Significance of chemical enhancement effects in surface-enhanced Raman scattering (SERS) signals of aniline and aminobiphenyl isomers

Surface-enhanced Raman scattering is a useful technique for detecting low levels of aromatic amines as environmental contaminants because it can be used to detect and distinguish among their isomers based on their distinctive SERS spectra. This paper demonstrates the feasibility of measuring the concentrations of aminobiphenyls (ABPs) including 4-ABP, 3-ABP, and 2-ABP down to the levels of about 5, 50, and 250 μg/mL, respectively. The SERS signal intensities of ABPs are dependent on the pH values of the samples and colloidal media. The optimal sample pH values were found to be 6.86, 7.83, and 7.36, for 2-ABP, 3-ABP, and 4-ABP, respectively, whereas the optimum silver colloidal pH ranges from 5.0 to 6.5. A detailed analysis of the different vibrational modes of aniline and the ABP isomers was carried out using computational modeling based on the density functional theory (DFT).

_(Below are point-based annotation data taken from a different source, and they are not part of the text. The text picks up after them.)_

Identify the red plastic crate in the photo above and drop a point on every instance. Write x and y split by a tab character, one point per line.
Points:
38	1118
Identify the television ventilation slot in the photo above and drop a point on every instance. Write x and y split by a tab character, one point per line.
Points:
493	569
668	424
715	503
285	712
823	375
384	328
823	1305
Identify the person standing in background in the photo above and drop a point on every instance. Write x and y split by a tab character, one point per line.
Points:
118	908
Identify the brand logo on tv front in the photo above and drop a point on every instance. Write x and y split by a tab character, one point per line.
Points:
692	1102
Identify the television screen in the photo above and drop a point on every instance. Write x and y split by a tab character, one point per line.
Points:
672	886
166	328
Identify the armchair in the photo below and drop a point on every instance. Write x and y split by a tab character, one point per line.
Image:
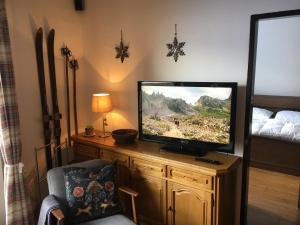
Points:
56	187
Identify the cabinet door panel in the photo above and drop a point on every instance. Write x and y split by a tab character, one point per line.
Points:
151	202
188	206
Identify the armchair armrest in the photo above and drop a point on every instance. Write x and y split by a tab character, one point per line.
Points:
133	194
59	216
129	191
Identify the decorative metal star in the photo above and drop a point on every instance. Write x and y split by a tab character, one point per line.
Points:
175	49
122	50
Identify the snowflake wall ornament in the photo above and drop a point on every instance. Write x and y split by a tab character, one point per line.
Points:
175	48
122	50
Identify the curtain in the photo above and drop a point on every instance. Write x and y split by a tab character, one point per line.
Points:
17	204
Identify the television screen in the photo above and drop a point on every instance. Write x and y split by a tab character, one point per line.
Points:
195	112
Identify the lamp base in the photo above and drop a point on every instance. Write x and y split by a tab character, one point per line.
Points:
104	134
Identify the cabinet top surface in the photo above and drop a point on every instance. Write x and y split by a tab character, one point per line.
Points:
151	151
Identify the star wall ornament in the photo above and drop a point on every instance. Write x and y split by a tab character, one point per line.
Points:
175	48
122	50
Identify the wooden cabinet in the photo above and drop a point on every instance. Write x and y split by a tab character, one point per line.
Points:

Compared to aniline, the ABPs produced greater SERS enhancement of the intensities for the biphenyl ring-breathing mode. The SERS signal for the NH2 wagging band shows the order of enhancement as given by 4-ABP > 2-ABP > 3-ABP, which correlates well with the HOMO-LUMO energy gap based on the DFT modeling of the amines adsorbed on the silver cluster.